The price of gold dived near its three-month low Tuesday morning with the US dollar trading firm versus a basket of currencies amid hopes for a debt deal in the world's largest economy.
Gold for December delivery, the most actively traded contract, lost $21.40 to $1,255.20 an ounce. Yesterday, gold snapped its four-day losing streak to end higher with investors seeking the precious metal's safe haven status even as no solution to the U.S. budget and debt ceiling appears to be in sight.
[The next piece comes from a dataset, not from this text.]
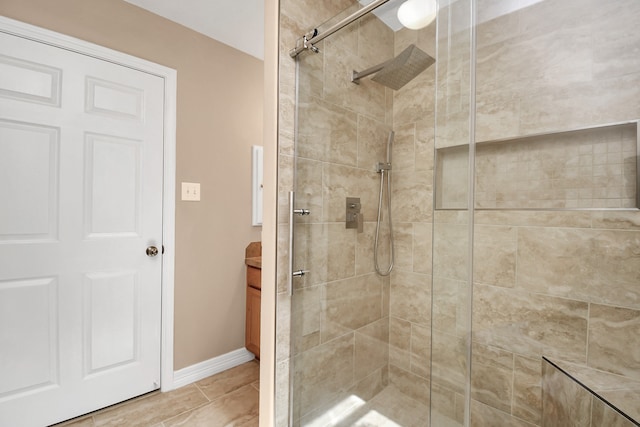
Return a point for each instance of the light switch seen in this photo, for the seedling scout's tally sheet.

Gold also found support with the dollar trading lower against a basket of major currencies and on inflation climbing in China and India, two of the world's largest consumers of gold.
Holdings of SPDR Gold Trust, the world's largest gold-backed exchange-traded fund, moved down to 889.13 tons from 890.98 tons.
Meanwhile, the U.S. dollar moved back near its one-month high versus the euro, sterling, the Swiss franc and the yen.
In economic news from the euro zone, German economic sentiment climbed to its highest level in more than three years in October, a survey by the Center For European Economic Research or ZEW revealed. The ZEW indicator of economic sentiment increased to 52.8 in October from 49.6 in September. The index reading was the highest since April 2010. Economists had forecast the index to remain the same as in September.
Meanwhile, U.K. inflation remained unchanged at 2.7 percent in September, the report released by the Office for National Statistics showed. Inflation continues to hover above the central bank's 2 percent target. Economists had forecast the annual rate to drop to 2.6 percent.
Elsewhere, the prices of silver and platinum were moving lower in morning deals.
From the U.S., the New York Federal Reserve is scheduled to release the results of its manufacturing survey for October at 8:30 am ET. Economists expect the index to improve to 7 from 6.29 in September.